Portrait. Si le noble art enfante souvent de belles histoires, celle de Sid Ahmed Gharbi, Ruthénois d’adoption, en est à ses débuts. Mais elle semble promise à un bel avenir. À 23 ans, et à la force des gants, l’élève de Mohamed El Yaakoubi trace sa route.

Avant d’être celle des poings, la boxe est une histoire d’hommes. Celle de Sid Ahmed Gharbi s’inscrit dans cette noble tradition. Celle de ces personnages, parfois devenus des légendes, qui ont vu à travers leur sport un mode de vie, un épanouissement personnel. Ou bien, une «bouée de sauvetage», comme le répète à souhait le jeune homme. Comprenez «une école de la vie». Une autre que celle qui s’offrait à lui... «Avant, je mettais mon énergie du mauvais côté. Et sans la boxe, je ne sais pas où j’aurais atterri», explique-t-il. Il n’en dira pas plus, par peur de voir réapparaître le flot de clichés entourant la boxe depuis la nuit des temps. Seulement évoque-t-il son passage au centre d’éducation fermé de La Poujade, alors qu’il avait 17 ans.

Faire d'une passion un état d'esprit

À son arrivée, le Montpelliérain découvre Mohamed El Yaakoubi, éducateur au centre depuis des années. Mais également entraîneur de boxe anglaise. Entre les deux hommes, l’histoire de Mike Tyson et Cus d’Amato se rejoue. Le courant passe, les heures à la salle de boxe s’enchaînent. Sid Ahmed se reprend de passion pour un sport qu’il a découvert dès son plus jeune âge, en Algérie. Et trouve petit à petit un nouvel équilibre dans sa vie.

«J’ai commencé à vivre boxe.
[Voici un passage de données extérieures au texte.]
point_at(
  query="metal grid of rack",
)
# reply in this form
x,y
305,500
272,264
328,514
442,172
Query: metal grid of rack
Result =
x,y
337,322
J’avais alors le devoir de ne pas salir ce sport en respectant ses valeurs. J’ai fait d’une passion un état d’esprit. J’ai commencé à comprendre l’autre, le respecter, ne plus avoir de haine envers lui. J’ai mûri. On ne peut prétendre être boxeur et ne pas respecter les personnes. J’ai enfin compris que si je me donnais les moyens, je pouvais réussir».

Mais après six mois, Sid Ahmed doit quitter le centre. Et voler de ses propres ailes. Il ne tardera pas à le faire. Revenu dans son quartier de La Grappe à Montpellier, le jeune homme tient une épicerie. Il continue à mettre les gants dans plusieurs salles mais sans grande rigueur. Avec toujours cette même interrogation en tête : «Est-ce qu’un jour, je réussirai dans ce sport ?».

Son rêve le plus fou: «Disputer les JO-2020 de Tokyo» en Bleu

La réponse, Sid Ahmed la connaît depuis son passage en Aveyron : «Ici, j’avais trouvé le bon entraîneur, le seul avec qui j’ai envie de travailler, le meilleur». Ne restez plus qu’à retrouver Mohamed El Yaakoubi et son club ruthénois des «Hurricane». Sid Ahmed le fera quatre mois après son retour dans l’Hérault. «J’étais dans mon épicerie et j’ai vu des mecs qui traînaient depuis 40 ans dans le quartier à boire et fumer ! Je me suis dit que je ne voulais pas de cette vie. J’ai fait mon sac et je suis revenu à Rodez pour être avec “Momo” et percer dans la boxe».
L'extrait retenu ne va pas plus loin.